Dans tous les espaces, certains se focalisent sur les seules tenues vestimentaires pour simplement mettre à l’index une partie de la population, sans chercher à comprendre pourquoi il y a parfois une manifestation d’une appartenance religieuse plus visible. Qui plus est, en se focalisant sur la seule tenue, on en oublie le plus grave, à savoir les contestations actives de la laïcité (par le discours et les actes). La laïcité, je l’ai dit, suppose la neutralité de ceux qui exercent le service public, neutre et impartial. Cela signifie qu’ils ne peuvent, ni avoir de comportement ni porter de signe ou tenue qui marque une appartenance religieuse. En effet, un agent public, dans l’exercice de ses missions, ne représente pas son individualité, mais bien l’administration dans son ensemble. Depuis 2004, les élèves du public ne peuvent porter, quant à eux, que des signes discrets. Cela, parce qu’il a été considéré que, à un âge où l’on est (généralement) mineur et où l’on est en apprentissage, l’espace scolaire doit être préservé d’influences remettant potentiellement en cause le libre arbitre en construction d’enfants et adolescents. Mais, pour le reste, chacun s’habille comme il l’entend. La laïcité garantit aux citoyens la possibilité de manifester leurs appartenances convictionnelles ou religieuses. La seule limite, c’est le respect de l’ordre public et de la liberté d’autrui. Par ailleurs, la dissimulation du visage dans l’espace public (sauf exceptions) est interdite, mais cela ne relève absolument pas de la laïcité, cela relève de questions de sécurité – pouvoir identifier une personne – et des « exigences minimales de la vie en société » – savoir à qui l’on parle -.

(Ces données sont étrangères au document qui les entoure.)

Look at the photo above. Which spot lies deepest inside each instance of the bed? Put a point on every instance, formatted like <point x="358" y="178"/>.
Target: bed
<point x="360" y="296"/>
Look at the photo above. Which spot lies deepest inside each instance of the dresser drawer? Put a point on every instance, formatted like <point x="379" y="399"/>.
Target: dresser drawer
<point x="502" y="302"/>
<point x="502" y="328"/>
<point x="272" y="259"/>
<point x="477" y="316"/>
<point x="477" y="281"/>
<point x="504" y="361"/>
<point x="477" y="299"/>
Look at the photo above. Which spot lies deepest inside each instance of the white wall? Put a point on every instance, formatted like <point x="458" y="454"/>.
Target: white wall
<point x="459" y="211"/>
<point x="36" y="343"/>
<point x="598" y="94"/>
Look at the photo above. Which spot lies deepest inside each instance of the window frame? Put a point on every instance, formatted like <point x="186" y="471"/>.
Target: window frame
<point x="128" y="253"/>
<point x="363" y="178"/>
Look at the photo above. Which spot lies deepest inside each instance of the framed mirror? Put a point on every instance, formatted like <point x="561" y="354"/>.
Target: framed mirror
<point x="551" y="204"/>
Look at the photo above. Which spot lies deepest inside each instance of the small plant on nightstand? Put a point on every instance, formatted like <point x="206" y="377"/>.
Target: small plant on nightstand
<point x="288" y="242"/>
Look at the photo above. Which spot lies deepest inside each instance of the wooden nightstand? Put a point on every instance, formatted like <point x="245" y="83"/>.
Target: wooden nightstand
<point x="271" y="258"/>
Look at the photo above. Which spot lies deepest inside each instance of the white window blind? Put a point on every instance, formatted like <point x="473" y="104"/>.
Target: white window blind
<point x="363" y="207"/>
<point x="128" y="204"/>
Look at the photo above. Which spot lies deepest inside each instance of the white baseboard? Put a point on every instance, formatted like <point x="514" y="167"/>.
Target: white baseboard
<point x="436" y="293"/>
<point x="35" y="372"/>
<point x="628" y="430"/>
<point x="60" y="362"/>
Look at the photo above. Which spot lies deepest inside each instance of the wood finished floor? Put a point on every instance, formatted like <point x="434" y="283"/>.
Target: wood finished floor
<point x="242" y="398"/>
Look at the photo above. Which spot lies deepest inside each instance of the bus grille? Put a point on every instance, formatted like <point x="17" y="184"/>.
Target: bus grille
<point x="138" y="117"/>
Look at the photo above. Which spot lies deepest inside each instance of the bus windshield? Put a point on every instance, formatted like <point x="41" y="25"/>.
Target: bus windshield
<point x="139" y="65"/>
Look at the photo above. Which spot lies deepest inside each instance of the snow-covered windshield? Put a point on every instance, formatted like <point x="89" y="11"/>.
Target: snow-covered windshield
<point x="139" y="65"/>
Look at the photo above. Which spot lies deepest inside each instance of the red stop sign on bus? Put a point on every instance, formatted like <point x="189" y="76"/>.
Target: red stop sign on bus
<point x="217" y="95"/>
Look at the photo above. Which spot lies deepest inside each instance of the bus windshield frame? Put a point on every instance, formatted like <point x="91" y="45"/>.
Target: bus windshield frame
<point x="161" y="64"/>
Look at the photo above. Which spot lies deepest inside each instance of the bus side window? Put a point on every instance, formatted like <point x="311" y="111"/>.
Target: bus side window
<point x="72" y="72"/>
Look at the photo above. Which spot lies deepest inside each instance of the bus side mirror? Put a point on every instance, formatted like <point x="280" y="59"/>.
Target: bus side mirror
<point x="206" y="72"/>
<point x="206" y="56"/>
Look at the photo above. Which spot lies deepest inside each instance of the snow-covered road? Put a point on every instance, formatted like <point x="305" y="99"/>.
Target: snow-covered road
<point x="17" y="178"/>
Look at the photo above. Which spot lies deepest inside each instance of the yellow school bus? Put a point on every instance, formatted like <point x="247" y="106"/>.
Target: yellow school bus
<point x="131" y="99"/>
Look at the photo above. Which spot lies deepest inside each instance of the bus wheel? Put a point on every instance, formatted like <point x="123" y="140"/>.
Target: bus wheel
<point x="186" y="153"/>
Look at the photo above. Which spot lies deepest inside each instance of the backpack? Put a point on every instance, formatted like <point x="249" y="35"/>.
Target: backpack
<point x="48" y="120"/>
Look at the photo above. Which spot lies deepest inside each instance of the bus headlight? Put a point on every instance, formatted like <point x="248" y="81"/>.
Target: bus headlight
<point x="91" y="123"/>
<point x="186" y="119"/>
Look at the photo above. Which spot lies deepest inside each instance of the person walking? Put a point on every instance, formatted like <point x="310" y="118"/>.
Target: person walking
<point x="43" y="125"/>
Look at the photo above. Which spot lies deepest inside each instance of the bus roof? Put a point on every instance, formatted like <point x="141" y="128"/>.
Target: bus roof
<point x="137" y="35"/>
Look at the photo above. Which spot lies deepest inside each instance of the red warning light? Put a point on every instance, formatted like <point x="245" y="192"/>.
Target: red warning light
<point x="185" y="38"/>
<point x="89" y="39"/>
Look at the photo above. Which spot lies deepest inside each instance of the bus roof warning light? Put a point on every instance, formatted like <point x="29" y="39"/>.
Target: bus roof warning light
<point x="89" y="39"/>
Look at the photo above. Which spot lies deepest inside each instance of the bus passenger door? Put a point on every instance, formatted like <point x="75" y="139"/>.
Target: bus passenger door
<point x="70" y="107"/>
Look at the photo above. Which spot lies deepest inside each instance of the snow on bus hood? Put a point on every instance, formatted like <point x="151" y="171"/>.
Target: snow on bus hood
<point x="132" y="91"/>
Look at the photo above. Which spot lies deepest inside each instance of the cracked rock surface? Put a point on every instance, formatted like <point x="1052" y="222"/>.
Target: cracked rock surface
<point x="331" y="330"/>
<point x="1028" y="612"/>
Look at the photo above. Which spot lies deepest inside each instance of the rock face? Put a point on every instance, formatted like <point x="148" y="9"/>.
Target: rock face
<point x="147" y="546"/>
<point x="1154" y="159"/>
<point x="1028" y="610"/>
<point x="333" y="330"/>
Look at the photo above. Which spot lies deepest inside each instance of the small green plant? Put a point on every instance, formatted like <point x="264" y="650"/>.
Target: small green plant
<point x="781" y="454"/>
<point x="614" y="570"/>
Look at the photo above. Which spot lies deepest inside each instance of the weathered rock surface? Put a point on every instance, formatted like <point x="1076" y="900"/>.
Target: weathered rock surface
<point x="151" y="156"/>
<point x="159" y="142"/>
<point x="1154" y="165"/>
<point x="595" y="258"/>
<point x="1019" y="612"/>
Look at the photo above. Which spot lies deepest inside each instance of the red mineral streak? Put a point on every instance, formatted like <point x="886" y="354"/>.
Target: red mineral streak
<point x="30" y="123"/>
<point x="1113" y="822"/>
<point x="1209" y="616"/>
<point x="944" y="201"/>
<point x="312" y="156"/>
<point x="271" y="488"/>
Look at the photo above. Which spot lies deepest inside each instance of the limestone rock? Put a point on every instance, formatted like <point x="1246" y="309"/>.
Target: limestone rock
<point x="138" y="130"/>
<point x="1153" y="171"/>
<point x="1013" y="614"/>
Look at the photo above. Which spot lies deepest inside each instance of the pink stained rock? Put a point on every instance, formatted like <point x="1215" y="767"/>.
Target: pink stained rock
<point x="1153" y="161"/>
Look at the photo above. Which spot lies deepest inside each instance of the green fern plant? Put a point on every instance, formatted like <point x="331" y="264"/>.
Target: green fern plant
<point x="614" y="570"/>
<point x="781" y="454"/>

Et le port d’un uniforme à l’école, une bonne idée ?
Les raisons d’une volonté d’imposer l’uniforme à l’école dépassent le sujet des signes religieux. Il y a là une logique d’uniformisation du public scolaire et de renforcement d’un sentiment d’appartenance à un établissement, comme s’il devait y avoir concurrence entre établissements et comme si les élèves « appartenaient » à l’école… Il reste que les signes religieux se révèlent être, pour les partisans de l’uniforme – qui ne le demandent qu’au sein de l’école publique… -, un argument supplémentaire. Selon eux, en effet, l’adoption d’une tenue uniforme pour tous les élèves « rendra vaines les tentatives (…) d’imposer une tenue religieuse ou ethnique », citation du député LR et désormais RN, Roger Chudeau, à l’origine d’un rapport à ce sujet. En réalité, une bonne et juste application des lois actuelles ne suppose aucunement d’aller plus loin. De plus, l’uniforme masque – mal, puisque les contournements sont courants – les inégalités sans aucunement les régler. Le coût de sa mise en place serait très conséquent -et potentiellement en partie à la charge des familles – alors même que les moyens manquent cruellement pour favoriser réellement la réussite de tous par des projets pédagogiques, et, parfois, pour simplement chauffer les classes, ou en assurer une meilleure isolation. À l’inverse de ce que l’on entend trop souvent, sans doute en raison d’une confusion avec une blouse qui était portée en classe pour protéger des tâches et qui n’était d’ailleurs pas uniforme, l’uniforme n’a jamais été imposé en France. La lettre aux instituteurs de Jules Ferry de novembre 1883 insistait plutôt sur la libre « conscience de l’enfant » et l’autorité familiale. Bref, la réalité, c’est que la législation républicaine s’est édifiée, y compris dans l’espace scolaire, sur le principe d’ouverture à la diversité.